93 Louveau, C. (2002). Enquêter sur les pratiques sportives des français : tendances lourdes et problèmes

méthodologiques. In Enquête MS/ INSEP 2002. Les pratiques sportives en France : résultats de l’enquête menée en 200 par le Ministère des Sports & l’Institut National du Sport et de l’Education Physique.

surtout les femmes plus âgées ou issues de catégories socioprofessionnelles jusque là éloignées des pratiques sportives : agricultrices, ouvrières, commerçantes…Mais les pratiques se sont surtout diversifiées en s’ouvrant à des sociabilités différentes : Louveau décrit une privatisation des pratiques, dans le sens d’un engagement sportif autonome, individuel hors des associations ou des clubs, en famille, dans la rue. Elle souligne que cet essor de pratiques plus libres ne s’est pas développé au détriment des pratiques traditionnellement institutionnalisées mais a plutôt accompagné sa propre diversification : l’apparition de nouvelles activités à partir de formes sportives plus anciennes est caractéristique de l’évolution des dernières années : les formes de vélo, ski par exemple se sont multipliées par une modification des matériels, des lieux de pratiques et même les activités profondément olympiques et traditionnelles comme les sports collectifs n’ont pas échappé à cette diversification (beach-volley, sandball). Elle porte enfin l’accent sur la différenciation des pratiques : « les probabilités de faire du sport ou une activité physique, les disciplines choisies diffèrent selon le sexe, l’âge, l’origine sociale ainsi que la région d’habitation ». Elle note que si les taux de pratique des hommes et des femmes sont relativement proches actuellement, c’est parce que les femmes s’engagent dans des activités de loisir et d’entretien mais qu’elles sont assez rarement inscrites dans des sports institutionnalisés.
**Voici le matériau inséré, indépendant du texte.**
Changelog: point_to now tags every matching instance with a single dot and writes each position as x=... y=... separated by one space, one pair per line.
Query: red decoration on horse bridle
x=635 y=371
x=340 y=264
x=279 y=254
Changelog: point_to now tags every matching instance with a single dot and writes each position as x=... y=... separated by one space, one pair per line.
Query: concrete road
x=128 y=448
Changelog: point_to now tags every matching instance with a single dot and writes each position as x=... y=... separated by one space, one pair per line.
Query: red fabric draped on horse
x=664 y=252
1.2.2. Des objectifs esthétiques et hygiéniques associés à des injonctions commerciales

Pour Louveau94, le développement incontestable des pratiques sportives féminines depuis les années 1970 s’explique par plusieurs raisons. L’entrée des femmes dans le monde du travail, l’essor des moyens de communication et des médias ont contribué à populariser et faire découvrir de nouvelles activités accessibles aux femmes, mais elle souligne surtout la forte pression exercée par les agences publicitaires, les journaux féminins, autour des aspects esthétiques corporels. Les injonctions à se maintenir sveltes, musclées, dynamiques, belles, assénées par les médias comme assurance d’un rayonnement, d’un épanouissement personnel, sentimental mais aussi professionnel, ont poussé massivement les femmes vers des pratiques à visée esthétique, des activités de type fitness, forme. La pratique d’un sport jusque là légitimée par la production d’une performance physique, s’est ouverte à d’autres objectifs plus hygiénistes, esthétiques mais aussi commerciaux qui ont séduit les femmes.
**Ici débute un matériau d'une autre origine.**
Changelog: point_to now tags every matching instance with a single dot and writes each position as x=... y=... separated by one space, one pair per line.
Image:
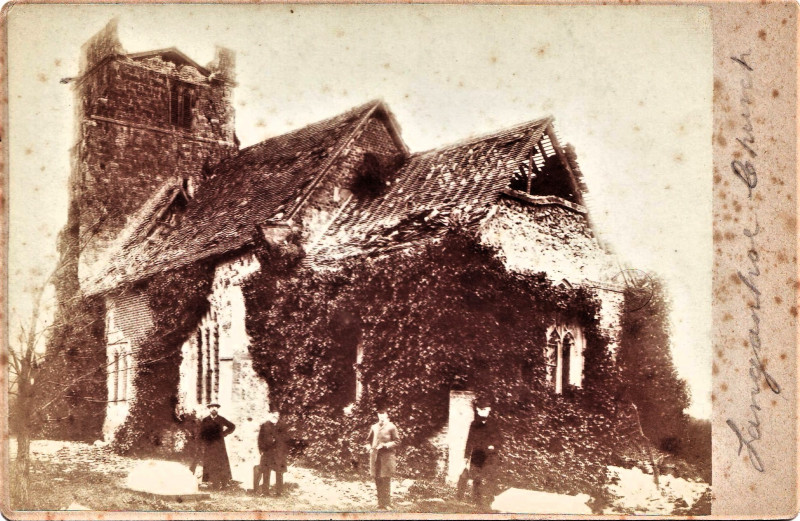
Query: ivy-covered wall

Les jeunes filles optent en effet prioritairement pour les disciplines valorisant les aspects esthétiques ainsi que le bien être physique et mental. A l’âge adulte, les femmes sont des pratiquantes sportives de disciplines individuelles, peu médiatisées. Elles pratiquent en dehors

des clubs et privilégient des activités spontanées, familiales, non institutionnalisées, des activités d’entretien. Les activités physiques qui les concernent le plus sont la marche (ballade, randonnée), la natation, le vélo et la gymnastique95. Mais, la définition et le recensement des pratiques pose problème: Parmi les 20,1 millions de marcheurs96, on dénombre certes 57% de femmes, mais les jeunes de moins de 25 ans ne représentent que 11% de ces personnes. La gymnastique concernerait à elle seule 14% des sportifs français avec 5,1 millions de pratiquants97 mais en réalité seulement 231000 licenciés, en général jeunes, voire très jeunes. Il faut, en matière de pratiques sportives féminines prendre un point de vue particulier et dépasser la notion de possession de licence.
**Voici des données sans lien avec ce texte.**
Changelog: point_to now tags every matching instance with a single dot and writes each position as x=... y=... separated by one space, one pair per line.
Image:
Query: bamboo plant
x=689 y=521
Parler de sport au féminin, ce n’est donc pas évoquer les sports olympiques (athlétisme, gymnastique, natation, sports collectifs…). Ces activités concernent dans la société une minorité de pratiquants dont les adeptes sont souvent des hommes. Pour Petrucci98, « seulement 3% de la population sportive ne fait que des disciplines qui donnent lieu à une épreuve aux Jeux Olympiques. Plus la pratique se concentre sur les disciplines olympiques moins les femmes sont présentes ».